Beyond prior art

US courts have long recognized that a patent owner's own prior patents can escape consideration as prior art to its later-filed patent applications, even though the earlier patents, if invented or owned by others, would have served as invalidating prior art to the later-filed application.

For example, an earlier-filed, but later-published, patent does not qualify as prior art with respect to either the novelty or non-obviousness of a later application filed by an identical set of inventors; the earlier-filed patent is not 'by another', as required by statute. Common ownership at the time the later invention is made defeats use of the earlier-filed, but later-published, patent as prior art for the purpose of assessing non-obviousness, even if the inventive entity of the later-filed application differs, and even though the earlier-filed patent is effective as of its filing date as prior art for assessing novelty and obviousness of third-party inventions.

Because a patentee is entitled in its first-filed patent to claim both the invention as described and its obvious variants, courts have found it inequitable to permit the patentee later to obtain an additional patent on such obvious modifications, with such later patent's potential for extending the effective patent monopoly beyond the expiry of the first patent. To prevent such an outcome in circumstances in which the earlier patent is not available as prior art to the later, the courts have fashioned a non-statutory prohibition against obviousness-type double patenting.

Restriction and division

The US Congress recognized, however, that invalidating a later-filed patent over one's own earlier-filed patent on non-statutory grounds can also lead to inequities.

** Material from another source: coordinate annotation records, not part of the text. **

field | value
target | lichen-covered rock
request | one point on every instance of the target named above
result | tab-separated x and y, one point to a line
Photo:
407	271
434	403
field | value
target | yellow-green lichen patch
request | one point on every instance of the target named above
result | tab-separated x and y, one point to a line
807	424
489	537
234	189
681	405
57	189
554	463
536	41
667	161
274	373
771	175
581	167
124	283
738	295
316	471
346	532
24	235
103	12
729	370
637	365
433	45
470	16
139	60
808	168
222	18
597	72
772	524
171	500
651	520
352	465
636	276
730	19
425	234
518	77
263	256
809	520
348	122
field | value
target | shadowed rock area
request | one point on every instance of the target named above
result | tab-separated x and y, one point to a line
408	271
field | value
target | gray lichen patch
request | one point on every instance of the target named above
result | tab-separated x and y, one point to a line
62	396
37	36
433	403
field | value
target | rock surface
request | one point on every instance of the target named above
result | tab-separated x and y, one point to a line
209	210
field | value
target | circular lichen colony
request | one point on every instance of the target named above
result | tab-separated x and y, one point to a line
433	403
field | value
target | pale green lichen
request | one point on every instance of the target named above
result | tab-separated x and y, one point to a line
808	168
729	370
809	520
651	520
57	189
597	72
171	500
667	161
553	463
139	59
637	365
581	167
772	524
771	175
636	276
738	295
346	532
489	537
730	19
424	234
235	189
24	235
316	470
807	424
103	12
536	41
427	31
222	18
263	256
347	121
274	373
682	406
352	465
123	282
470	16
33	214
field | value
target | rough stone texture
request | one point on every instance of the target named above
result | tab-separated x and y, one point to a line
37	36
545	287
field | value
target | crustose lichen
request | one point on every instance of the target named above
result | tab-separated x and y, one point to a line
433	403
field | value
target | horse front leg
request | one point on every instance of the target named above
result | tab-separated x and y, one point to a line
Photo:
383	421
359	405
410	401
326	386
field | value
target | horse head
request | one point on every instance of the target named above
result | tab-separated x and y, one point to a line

For example, the US Patent and Trademark Office (USPTO) can, as an administrative convenience, restrict the examination of a patent application to one of several independent and distinct inventions, thereby obliging the applicant to file one or more subsequent divisional applications drawn to the inventions not originally elected for prosecution. To prevent the original application from barring the patenting of the later divisional (or vice versa) the Patent Statute precludes the assertion of one against the other, either as prior art or for the purpose of double patenting.

In the absence of an explicit restriction requirement, however, an applicant's voluntary filing of a continuation application does not trigger this statutory exemption from double patenting. Nor does the filing of a divisional application that fails to strictly adhere to the subject matter demarcation set forth in the restriction requirement.

Demonstrating such 'concordance' is no longer as straightforward, however, as had long been understood. Unsettling long-established expectations, the Court of Appeals for the Federal Circuit held last year that restriction requirements do not necessarily propagate through the chain of priority, and on that basis held that certain of Bristol-Myers Squibb's carboplatin claims would not be entitled to statutory protection against double patenting (BMS versus Pharmachemie B.V. (Fed. Cir. 2004).)

Terminal disclaimer practice

The principal policy concern motivating the double patenting doctrine — time-wise extension of a patentee's exclusionary rights — would be allayed by the concurrent expiration of both patents on the earlier of the two expiration dates.

In practice, this result is achieved by the filing of a terminal disclaimer, a formalized relinquishment of so much of the term of the later-issued patent as would extend beyond the statutory expiry of the earlier-issued patent.

With US patent term now measured from the earliest effective US filing date, rather than from issuance, the term-reducing consequences of a terminal disclaimer are often less onerous than in the past. Nonetheless, a terminal disclaimer acts to disclaim term as to all of the claims in the later-issued patent, even though double patenting is itself assessed on a claim-by-claim basis.

Furthermore, terminal disclaimers also require that the later and earlier patents be maintained in common ownership. This satisfies the secondary concern that an infringer might otherwise be subject to multiple lawsuits by separate owners of related, but patentably indistinct, patents. With the recent expansion of common ownership constructively to include research collaborators, a change effected by the 2004 Cooperative Research and Technology Enhancement (CREATE) Act, the requirement of common enforcement ensures that the decision to file a terminal disclaimer continues to retain a certain gravity.